Duru Çiğdem Şimşek’in doktora tezine dayanan kitap, sanatı, devletlerin politika oluşturma alanlarından eğitim kadar hayati bir yere koymaktadır. “İnsan doğasının işlenebilir olduğu, toplumsal hayatın tecrübeleri ve koşulları tarafından biçimlendirildiği” görüşünü temel alan kitap, aynı eğitim gibi sanatın da bir toplumu iyiye ulaştırmada önemli bir politika alanı olduğu varsayımına dayanmaktadır. “İyi” olarak ifade edilen hedefse, “zihinsel gelişme” ve sevgi, merhamet, empati gibi “insanî duyguların güçlenmesi” durumuna karşılık gelmektedir.
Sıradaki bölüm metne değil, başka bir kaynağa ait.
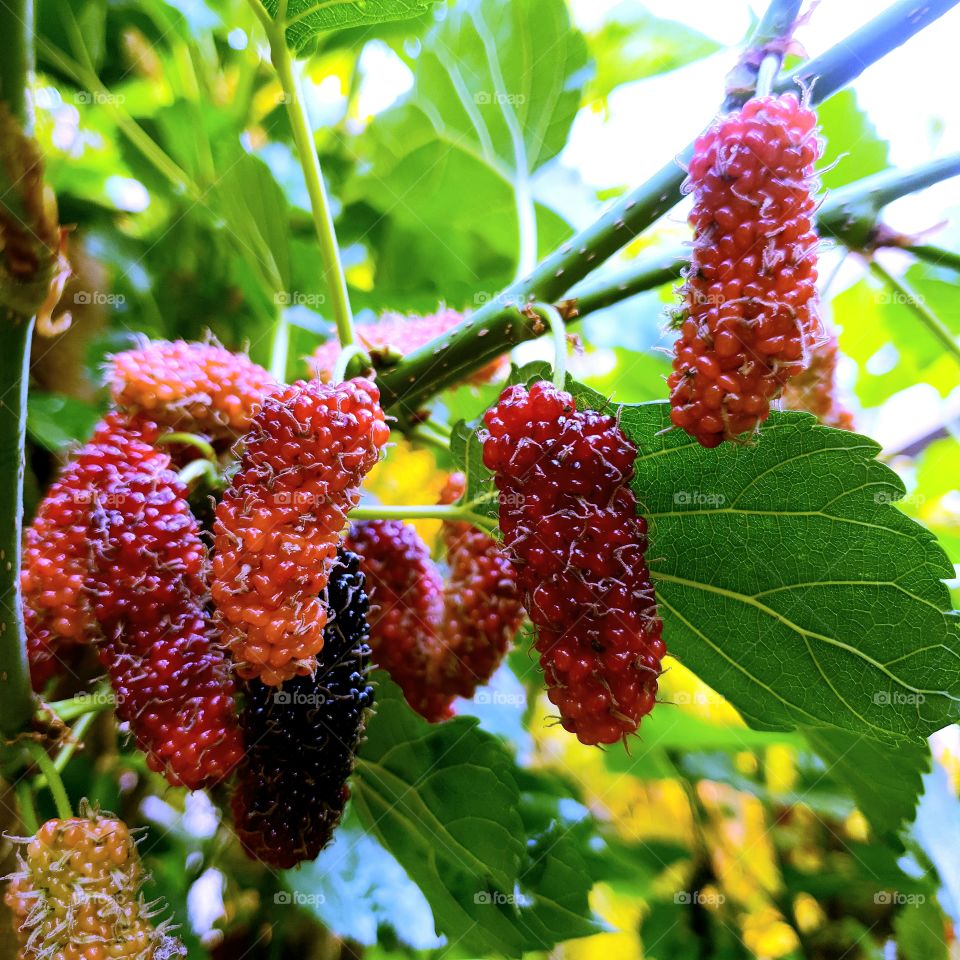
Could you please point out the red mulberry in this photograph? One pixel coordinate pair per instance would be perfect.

Tüm bunlar doğrultusunda kitapta ileri sürülen düşünce şudur: Sanat, toplumları -zihinsel ve duygusal olarak olumlu yönde- dönüştürücü bir güce sahiptir ve bu sebeple devletlerin bu alanda etkin politikalar üretmesi gereklidir. Devlete böyle bir gereklilik yükleyen savın dayandığı düşünce ise ülkelerin en örgütlü organizasyonu olan devletin, yasalar ve yaptırım gücü aracılığıyla özendirme ve caydırma işini en etkin yapabilen araç olmasıdır. Dolayısıyla kitap genel bir ifadeyle devletin, toplum için sanatı maddi ve manevi yönden desteklemesi gerektiğini savunmaktadır.
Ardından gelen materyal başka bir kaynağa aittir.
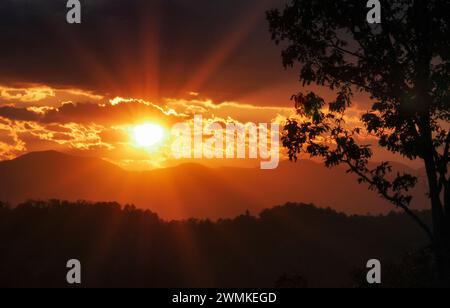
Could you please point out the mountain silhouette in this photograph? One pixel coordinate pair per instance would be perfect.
(189, 190)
Bununla birlikte körü körüne bir devlet desteği savunuculuğu yerine kitap, artık sanata devlet desteği olmalı mı yoksa olmamalı mı sorusundan bir adım öteye geçilerek “nasıl bir devlet? (demokratik veya otoriter, merkeziyetçi ya da yerelleşmiş/ademi merkeziyetçi)” ve “devlet desteği sanatsal yaratıcılığı teşvik edecek şekilde nasıl düzenlenebilir?” gibi soruların üzerine düşünülmesi gerekliliğinin de altını çizmektedir.